In the middle of a generally apposite article, Steve Lohr of the New York Times says, “During the 1930s, the unemployment rate fell somewhat under Roosevelt, but remained stubbornly high, averaging more than 17 percent for the decade.” Dean Baker caught this, and so does Cosma Shalizi via the email: you get an average 17% if you count people who had jobs as unemployed.1 Which, Baker notes, is not what you’d call “in keeping with current methodology”. Or, you know, helpful in trying to make sense of the situation.
Baker goes on: what the New Deal achieved was “still far from full employment, but it is less than half the 23 percent rate that Roosevelt faced when he took office.” And in saying that perhaps the New Deal could have done better, Lohr’s overall point is sound: bailing out the banks wasn’t good enough, you had also to get creditworthy people lining up to borrow. In the 1930s, this was taken—by, e.g., Keynes—to mean you needed some fiscal stimulus: “it is no use creating a demand for credit, if there is no supply. But an increased supply will not by itself create an adequate demand.”

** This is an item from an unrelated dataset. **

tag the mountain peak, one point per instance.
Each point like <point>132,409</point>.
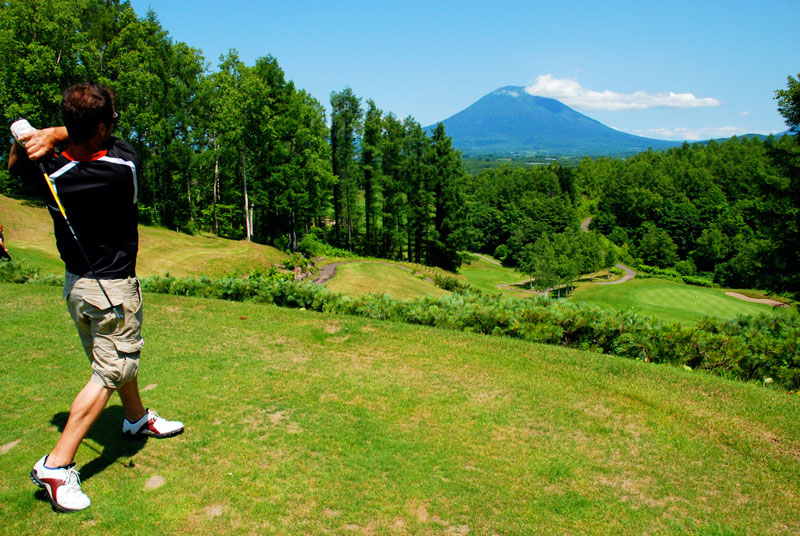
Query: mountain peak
<point>510,120</point>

One might also point out that in the 1930s, the massive purchase of bank equity came after auditing the banks’ books to see what assets they had, and shuttering the ones that couldn’t survive.
1Also, it seems to me Lohr must count the decade as running 1929-1939 inclusive; this—using the old Lebergott data—gives you an average rate of 17.05%; if you use the current HSUS data for the same period, you get 13.16%. If you look at Roosevelt’s first two terms—1933-1940—you get 18.7% (Lebergott) as against 13.0% (HSUS current).